Windows worms including Conficker and Stuxnet have often spread onto networks after infected USB sticks were plugged into PCs. This has happened automatically in cases where autorun was enabled, as it did in default on older versions of Windows until a change pushed by Microsoft on Tuesday. With autorun-enabled executable files run with minimal user interaction.
Research by Jon Larimer, of IBM's X-Force security division, shows that the issue of autorun causing possible mischief is not (as might have been previously thought) wholly irrelevant to Linux boxes. Larimer developed a demo to show how it might be possible to insert a USB stick with modified code into a Ubuntu PC to get rid of a screensaver without entering a password – and display the user's desktop.
The demo relied on taking advantage of a flaw in GNOME Evince document viewer that was patched in January and, even so, was kind of "weak" because it was shown on a machine with in-built exploit mitigation disabled, as Larimer himself clearly explains.
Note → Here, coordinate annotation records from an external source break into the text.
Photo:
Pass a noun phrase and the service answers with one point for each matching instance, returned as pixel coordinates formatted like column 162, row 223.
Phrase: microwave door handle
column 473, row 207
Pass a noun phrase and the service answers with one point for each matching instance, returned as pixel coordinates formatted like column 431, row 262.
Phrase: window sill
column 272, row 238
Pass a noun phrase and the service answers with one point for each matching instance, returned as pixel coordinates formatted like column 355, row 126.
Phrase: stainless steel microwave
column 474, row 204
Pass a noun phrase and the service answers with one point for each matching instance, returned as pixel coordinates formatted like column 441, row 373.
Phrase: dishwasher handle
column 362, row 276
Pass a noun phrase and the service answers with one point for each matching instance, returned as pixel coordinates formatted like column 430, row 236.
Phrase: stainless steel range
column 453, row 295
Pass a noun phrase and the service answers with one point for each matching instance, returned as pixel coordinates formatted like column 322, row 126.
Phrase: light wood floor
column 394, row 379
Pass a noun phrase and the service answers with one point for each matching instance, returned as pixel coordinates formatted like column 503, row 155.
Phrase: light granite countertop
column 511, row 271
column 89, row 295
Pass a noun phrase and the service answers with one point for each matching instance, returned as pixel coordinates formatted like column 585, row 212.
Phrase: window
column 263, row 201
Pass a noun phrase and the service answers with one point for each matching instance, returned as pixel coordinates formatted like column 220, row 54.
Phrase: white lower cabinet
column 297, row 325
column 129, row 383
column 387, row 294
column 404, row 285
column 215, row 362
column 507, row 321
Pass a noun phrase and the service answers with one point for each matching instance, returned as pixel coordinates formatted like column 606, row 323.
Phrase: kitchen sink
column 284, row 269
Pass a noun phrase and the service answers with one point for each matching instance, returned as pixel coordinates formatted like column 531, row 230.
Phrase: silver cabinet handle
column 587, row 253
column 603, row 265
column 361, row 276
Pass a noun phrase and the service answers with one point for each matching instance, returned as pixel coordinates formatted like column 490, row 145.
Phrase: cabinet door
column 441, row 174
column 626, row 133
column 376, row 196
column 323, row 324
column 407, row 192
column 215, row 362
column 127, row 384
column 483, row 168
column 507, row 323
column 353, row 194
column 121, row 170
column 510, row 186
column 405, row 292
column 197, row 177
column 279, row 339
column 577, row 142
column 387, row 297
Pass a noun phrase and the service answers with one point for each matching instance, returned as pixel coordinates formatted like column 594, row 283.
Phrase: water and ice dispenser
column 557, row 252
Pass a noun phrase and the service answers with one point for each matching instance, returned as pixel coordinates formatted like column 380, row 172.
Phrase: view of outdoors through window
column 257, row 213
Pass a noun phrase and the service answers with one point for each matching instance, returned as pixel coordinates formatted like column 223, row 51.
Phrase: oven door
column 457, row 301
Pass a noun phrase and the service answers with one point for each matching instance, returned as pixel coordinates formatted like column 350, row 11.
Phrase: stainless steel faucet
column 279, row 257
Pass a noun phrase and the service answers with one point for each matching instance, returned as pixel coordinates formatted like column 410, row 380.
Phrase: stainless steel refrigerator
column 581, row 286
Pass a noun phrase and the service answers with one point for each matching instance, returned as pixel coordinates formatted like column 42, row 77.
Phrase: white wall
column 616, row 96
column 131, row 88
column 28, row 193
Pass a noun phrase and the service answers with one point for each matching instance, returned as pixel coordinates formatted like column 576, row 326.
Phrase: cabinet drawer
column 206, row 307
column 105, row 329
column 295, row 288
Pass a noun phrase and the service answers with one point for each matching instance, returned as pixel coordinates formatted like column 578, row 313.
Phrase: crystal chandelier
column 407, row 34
During a talk at last weekend's ShmooCon security conference Larimer explains how these mitigations – namely ASLR and AppArmor – might be defeated. This aspect of his research was not included in the demo simply to make sure that the demonstration was reliable and he didn't have to mess around trying to run a brute-force attack on ASLR in front of a live audience.
The upshot of the research is that you might be able to do things you aren't supposed to do on a Linux box by misusing autorun functionality. It doesn't mean that Linux autorun worms might be created using the sort of jiggery-pokery illustrated by Larimer.
Even leaving aside the fact that the minuscule ecosystem of Linux malware strains are dwarfed by orders of magnitude by the Windows virus hoard, plenty of other caveats apply, as Larimer makes clear.